Entertainment

Oxygen's New Series Explores Why A Teen's Murder Has Gone Unsolved For 43 Years

Pool/Getty Images News/Getty Images

The family of a girl murdered in 1975 are still looking for answers, and Oxygen is trying to help. The new series Murder and Justice: The Case of Martha Moxley examines the evidence of the crime to try to close the case once and for all. For a while in the early 2000s, it seemed like the case had been solved. But there have been a ton of twists along the way and the original main suspect Michael Skakel is no longer in prison.

According to Oxygen, the case goes like this: In October 1975, 15-year-old Martha Moxley was found dead on her property in Connecticut. Her case went unsolved for 23 years until Moxley's neighbor Skakel (who was also a Kennedy cousin) was arrested and later convicted in 2002. AP News reported that Skakel became a suspect in part because his mother had owned the golf club that Moxley had been killed with.

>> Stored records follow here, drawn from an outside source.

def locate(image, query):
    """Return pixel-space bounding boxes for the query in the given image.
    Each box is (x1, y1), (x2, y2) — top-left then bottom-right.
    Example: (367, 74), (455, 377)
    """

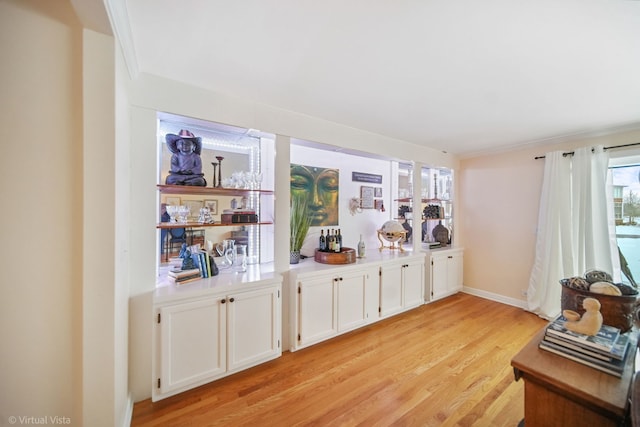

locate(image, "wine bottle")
(358, 234), (365, 258)
(318, 230), (327, 252)
(327, 228), (333, 252)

People magazine reported that Skakel has long claimed he was innocent, and AP News reported that Skakel claimed to have been watching TV (specifically a Monty Python episode) at his cousin's house when the crime took place. Skakel's alleged alibi ended up becoming enormously important for his case.

Pool/Getty Images News/Getty Images

After 11 years in prison and multiple attempts to appeal, Skakel's conviction was overturned in 2013, according to AP News. He was then released from prison on a $1.2 million bail while the state appealed that decision. In 2016, the Connecticut Supreme Court reversed the decision, stating that Skakel's conviction should stand. But that wasn't the last of the twists and turns.

AP News reported that one of the Connecticut Supreme Court justices retired shortly after the 2016 decision, so Skakel's team got the court to reconsider the outcome. They then came to the conclusion that the conviction overturning was valid. The new replacement justice agreed with the premise in Skakel's appeal that Skakel had been owed a more thorough search for witnesses who could confirm his alleged alibi.

Pool/Getty Images News/Getty Images

If all that back and forth is leaving you wondering where Skakel is now, the answer is still not in prison. According to the Stamford Advocate, his case went all the way to the Supreme Court, with the state trying to reverse the overturned conviction again. But the Advocate reported that the Supreme Court declined to review the case in January 2019, which means that Skakel's overturned conviction will stand, at least for now. The Advocate said that the state could decide to retry Skakel again, but it's now been nearly 45 years that this case has dragged on, and "the passage of time has compromised [the prosecution's] potential witness list."

Barring the decision to retry Skakel, he will remain out of prison, although the Samford Advocate did note that Skakel was not exonerated. His conviction was just overturned, and he likely would have been out on parole by now anyway because so many years have passed. And all these years later, the Moxley family is still waiting for some kind of justice for Martha.

Murder and Justice: The Case of Martha Moxley is a three-night event with part two airing Saturday, June 22 at 7 p.m. ET/PT on Oxygen.